Low temperature oxidation of a coking plant soil organic matter and its major constituents: an experimental approach to simulate a long term evolution.

In contaminated soils, several natural processes (biodegradation, oxidation, etc.) can induce degradation of organic pollutants. The aim of this work was to evaluate the impact of an abiotic low-temperature oxidation on a coking plant soil and its main organic constituents (coal, coke, coal tar and road asphalts) in order to understand its long term evolution. This natural process was experimentally reproduced by oxidizing the soil and isolated organic matrices at 100 °C during 180 days. The samples were analyzed by total organic carbon measurements and elemental analyses, and the solvent-extractable organic matter was quantified by GC-MS (gas chromatography-mass spectrometry). Oxidation experiments on coal, coal tar and coking plant soil samples lead to the decrease in polycyclic aromatic hydrocarbon (PAH) concentrations correlated to an incorporation of oxygen evidenced by the production of oxygenated PAHs.
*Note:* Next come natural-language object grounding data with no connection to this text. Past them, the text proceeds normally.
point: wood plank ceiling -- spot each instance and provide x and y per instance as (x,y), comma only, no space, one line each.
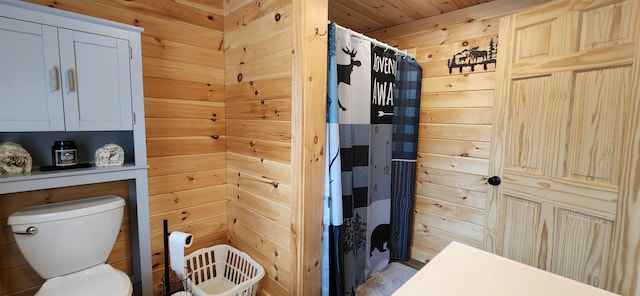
(370,15)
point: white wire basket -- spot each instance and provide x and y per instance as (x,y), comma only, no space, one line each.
(223,270)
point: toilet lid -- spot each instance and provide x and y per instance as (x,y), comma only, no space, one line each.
(100,280)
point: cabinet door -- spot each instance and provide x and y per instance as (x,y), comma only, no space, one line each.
(30,96)
(96,82)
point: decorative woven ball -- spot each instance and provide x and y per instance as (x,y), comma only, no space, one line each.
(109,155)
(14,159)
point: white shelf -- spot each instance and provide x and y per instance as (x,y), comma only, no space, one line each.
(37,180)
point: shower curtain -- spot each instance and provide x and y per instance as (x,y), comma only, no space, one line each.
(363,185)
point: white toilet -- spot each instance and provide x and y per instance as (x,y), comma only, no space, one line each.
(68,243)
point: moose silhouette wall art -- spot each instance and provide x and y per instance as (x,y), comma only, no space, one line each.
(473,57)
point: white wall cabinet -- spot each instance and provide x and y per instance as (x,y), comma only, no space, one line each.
(66,76)
(58,79)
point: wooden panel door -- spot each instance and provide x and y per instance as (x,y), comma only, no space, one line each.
(96,82)
(565,142)
(30,96)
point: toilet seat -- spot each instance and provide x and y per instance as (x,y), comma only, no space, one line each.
(100,280)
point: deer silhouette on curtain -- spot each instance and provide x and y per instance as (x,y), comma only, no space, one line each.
(373,98)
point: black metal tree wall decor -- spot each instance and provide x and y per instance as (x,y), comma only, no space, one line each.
(473,57)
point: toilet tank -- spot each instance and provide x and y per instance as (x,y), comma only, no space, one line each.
(65,237)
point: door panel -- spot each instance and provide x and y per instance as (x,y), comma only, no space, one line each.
(97,85)
(583,245)
(565,142)
(30,97)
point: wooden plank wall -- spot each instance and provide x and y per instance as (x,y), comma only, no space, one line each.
(183,68)
(258,81)
(455,124)
(16,276)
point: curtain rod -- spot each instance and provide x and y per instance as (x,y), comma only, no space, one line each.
(375,41)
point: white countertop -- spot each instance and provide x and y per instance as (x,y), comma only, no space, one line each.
(463,270)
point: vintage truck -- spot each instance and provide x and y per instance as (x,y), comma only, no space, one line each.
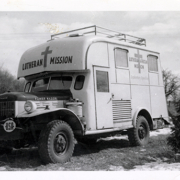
(85,84)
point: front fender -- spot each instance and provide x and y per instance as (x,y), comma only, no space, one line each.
(60,113)
(144,112)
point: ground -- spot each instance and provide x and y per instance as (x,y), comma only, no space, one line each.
(108,154)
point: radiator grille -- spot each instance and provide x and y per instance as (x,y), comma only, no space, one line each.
(7,109)
(121,109)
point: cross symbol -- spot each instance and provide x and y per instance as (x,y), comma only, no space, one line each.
(45,53)
(138,56)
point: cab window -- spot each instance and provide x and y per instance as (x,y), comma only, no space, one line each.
(61,82)
(102,81)
(153,63)
(121,57)
(27,87)
(79,82)
(40,85)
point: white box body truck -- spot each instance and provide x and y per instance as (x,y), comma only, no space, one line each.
(84,86)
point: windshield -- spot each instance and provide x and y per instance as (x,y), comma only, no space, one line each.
(40,85)
(53,83)
(62,82)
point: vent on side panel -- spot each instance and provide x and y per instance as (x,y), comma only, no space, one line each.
(121,109)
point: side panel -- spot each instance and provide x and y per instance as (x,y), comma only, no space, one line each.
(158,102)
(140,98)
(103,99)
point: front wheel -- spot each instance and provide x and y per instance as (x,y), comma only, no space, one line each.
(139,136)
(56,142)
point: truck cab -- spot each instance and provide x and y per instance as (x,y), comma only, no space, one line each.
(85,86)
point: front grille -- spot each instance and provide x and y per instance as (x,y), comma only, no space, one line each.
(7,109)
(121,109)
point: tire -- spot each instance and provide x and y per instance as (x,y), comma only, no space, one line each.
(139,136)
(5,150)
(56,142)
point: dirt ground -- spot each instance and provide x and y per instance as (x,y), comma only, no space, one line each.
(109,154)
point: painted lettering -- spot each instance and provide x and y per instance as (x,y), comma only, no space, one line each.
(61,60)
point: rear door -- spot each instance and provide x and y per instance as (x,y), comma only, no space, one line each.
(103,98)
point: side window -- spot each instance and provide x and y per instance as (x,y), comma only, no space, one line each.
(79,82)
(60,83)
(102,81)
(153,63)
(121,57)
(26,89)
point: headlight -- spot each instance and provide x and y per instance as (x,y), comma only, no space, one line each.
(30,106)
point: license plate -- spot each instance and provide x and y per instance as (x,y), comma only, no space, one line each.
(9,126)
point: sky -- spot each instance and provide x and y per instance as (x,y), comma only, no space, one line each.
(21,30)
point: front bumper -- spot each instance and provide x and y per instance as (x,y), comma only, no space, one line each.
(16,134)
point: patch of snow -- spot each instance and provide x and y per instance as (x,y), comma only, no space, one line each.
(158,166)
(116,168)
(3,169)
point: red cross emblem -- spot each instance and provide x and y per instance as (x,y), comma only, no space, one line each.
(45,53)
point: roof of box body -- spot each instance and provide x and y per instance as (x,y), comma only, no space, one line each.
(61,54)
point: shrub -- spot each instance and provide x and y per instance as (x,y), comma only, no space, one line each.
(174,139)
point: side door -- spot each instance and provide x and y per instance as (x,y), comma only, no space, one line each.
(103,98)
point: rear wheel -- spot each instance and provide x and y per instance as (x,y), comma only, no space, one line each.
(56,142)
(5,150)
(139,136)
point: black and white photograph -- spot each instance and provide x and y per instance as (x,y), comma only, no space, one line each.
(89,90)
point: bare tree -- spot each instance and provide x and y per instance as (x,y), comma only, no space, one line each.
(171,84)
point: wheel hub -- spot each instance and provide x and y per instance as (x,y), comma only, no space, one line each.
(60,144)
(141,132)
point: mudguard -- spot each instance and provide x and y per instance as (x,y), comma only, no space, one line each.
(144,112)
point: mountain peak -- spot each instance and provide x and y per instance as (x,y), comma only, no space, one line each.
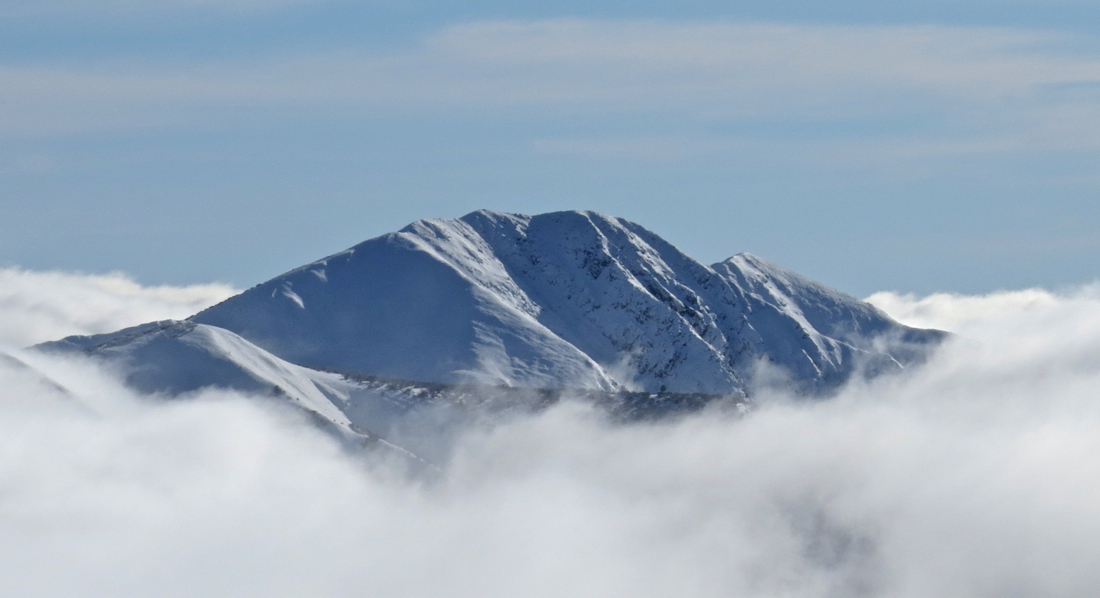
(570,299)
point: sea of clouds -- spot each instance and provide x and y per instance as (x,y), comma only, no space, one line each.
(977,475)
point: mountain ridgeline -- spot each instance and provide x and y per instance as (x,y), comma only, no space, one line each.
(406,340)
(562,300)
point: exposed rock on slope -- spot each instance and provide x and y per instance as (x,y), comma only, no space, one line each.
(561,300)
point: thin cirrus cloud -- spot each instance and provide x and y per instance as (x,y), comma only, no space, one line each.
(130,8)
(989,89)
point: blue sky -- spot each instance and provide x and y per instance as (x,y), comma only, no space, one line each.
(871,145)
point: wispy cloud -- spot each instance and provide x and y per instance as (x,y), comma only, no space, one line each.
(114,8)
(987,89)
(974,476)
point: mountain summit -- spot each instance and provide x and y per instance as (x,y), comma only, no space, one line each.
(561,300)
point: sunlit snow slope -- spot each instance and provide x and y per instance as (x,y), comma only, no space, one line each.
(561,300)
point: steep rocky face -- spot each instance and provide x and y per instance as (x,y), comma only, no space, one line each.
(561,300)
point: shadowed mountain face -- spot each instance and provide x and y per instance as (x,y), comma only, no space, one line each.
(561,300)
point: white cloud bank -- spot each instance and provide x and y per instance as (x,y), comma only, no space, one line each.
(975,476)
(45,306)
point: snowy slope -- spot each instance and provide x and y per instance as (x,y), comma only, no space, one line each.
(172,358)
(560,300)
(169,358)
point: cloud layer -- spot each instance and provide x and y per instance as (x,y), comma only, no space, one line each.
(981,81)
(45,306)
(974,476)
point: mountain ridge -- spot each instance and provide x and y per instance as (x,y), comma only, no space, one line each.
(565,299)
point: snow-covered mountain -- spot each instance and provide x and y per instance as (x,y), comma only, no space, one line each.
(413,420)
(561,300)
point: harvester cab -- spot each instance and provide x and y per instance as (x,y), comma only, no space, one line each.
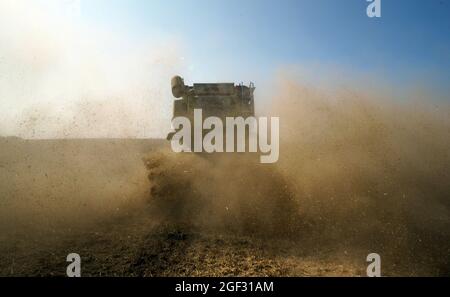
(214,99)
The increasing amount of polar macromolecules and the decrease in solvent-extractable organic matter suggest a molecular growth through ether/ester cross-linking. The chemical environment of organic compounds and the presence of a reactive mineral fraction are important parameters that improve the efficiency of oxidation. This work reveals that abiotic low temperature oxidation, can strongly contribute to pollutant removal especially by a stabilization process and should be considered in the long term evolution of a soil.

Low-temperature, mineral-catalyzed air oxidation: a possible new pathway for PAH stabilization in sediments and soils.
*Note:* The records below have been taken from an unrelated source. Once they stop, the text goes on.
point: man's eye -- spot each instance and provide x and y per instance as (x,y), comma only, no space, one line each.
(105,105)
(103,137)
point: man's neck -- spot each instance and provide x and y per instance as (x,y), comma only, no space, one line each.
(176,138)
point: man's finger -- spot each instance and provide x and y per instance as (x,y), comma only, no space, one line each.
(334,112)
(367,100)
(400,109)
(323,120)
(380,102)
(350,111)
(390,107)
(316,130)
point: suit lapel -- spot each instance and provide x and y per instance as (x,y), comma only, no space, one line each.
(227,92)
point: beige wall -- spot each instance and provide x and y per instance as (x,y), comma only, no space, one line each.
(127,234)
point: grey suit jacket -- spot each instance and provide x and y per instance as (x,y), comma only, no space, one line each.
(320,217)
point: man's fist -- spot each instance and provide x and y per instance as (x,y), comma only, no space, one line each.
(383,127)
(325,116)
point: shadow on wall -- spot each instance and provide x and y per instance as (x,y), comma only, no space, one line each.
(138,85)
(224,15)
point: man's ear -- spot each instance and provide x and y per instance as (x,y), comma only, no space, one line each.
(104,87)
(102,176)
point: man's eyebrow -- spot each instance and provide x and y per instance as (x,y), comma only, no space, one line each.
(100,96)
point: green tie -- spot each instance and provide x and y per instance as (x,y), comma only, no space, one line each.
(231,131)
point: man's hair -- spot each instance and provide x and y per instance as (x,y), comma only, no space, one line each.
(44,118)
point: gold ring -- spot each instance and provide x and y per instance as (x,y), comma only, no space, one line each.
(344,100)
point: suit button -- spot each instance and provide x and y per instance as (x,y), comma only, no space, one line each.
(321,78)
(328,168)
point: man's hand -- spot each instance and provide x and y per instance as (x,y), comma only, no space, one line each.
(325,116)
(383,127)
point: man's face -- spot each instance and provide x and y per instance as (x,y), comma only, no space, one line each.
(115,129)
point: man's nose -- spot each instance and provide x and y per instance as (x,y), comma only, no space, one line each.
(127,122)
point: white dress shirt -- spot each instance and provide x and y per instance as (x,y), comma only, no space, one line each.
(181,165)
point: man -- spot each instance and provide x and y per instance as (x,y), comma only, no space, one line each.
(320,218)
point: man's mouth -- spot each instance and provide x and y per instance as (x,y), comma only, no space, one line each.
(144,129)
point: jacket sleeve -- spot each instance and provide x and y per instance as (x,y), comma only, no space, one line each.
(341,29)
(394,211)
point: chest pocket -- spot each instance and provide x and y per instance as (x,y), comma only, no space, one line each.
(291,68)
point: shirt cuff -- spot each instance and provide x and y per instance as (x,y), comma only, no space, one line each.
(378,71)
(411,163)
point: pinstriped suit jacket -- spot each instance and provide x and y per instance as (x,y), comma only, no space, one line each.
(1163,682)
Reactivity of polycyclic aromatic hydrocarbons (PAHs) in the subsurface is of importance to environmental assessment, as they constitute a highly toxic hazard. Understanding their reactivity in the long term in natural recovering systems is thus a key issue. This article describes an experimental investigation on the air oxidation of fluoranthene (a PAH abundant in natural systems polluted by industrial coal use) at 100°C on different mineral substrates commonly found in soils and sediments (quartz sand, limestone, and clay). Results demonstrate that fluoranthene is readily oxidized in the presence of limestone and clay, leading to the formation of high molecular weight compounds and a carbonaceous residue as end product especially for clay experiments. As demonstrated elsewhere, the experimental conditions used permitted the reproduction of the geochemical pathway of organic matter observed under natural conditions. It is therefore suggested that low-temperature, mineral-catalyzed air oxidation is a mechanism relevant to the stabilization of PAHs in sediments and soils.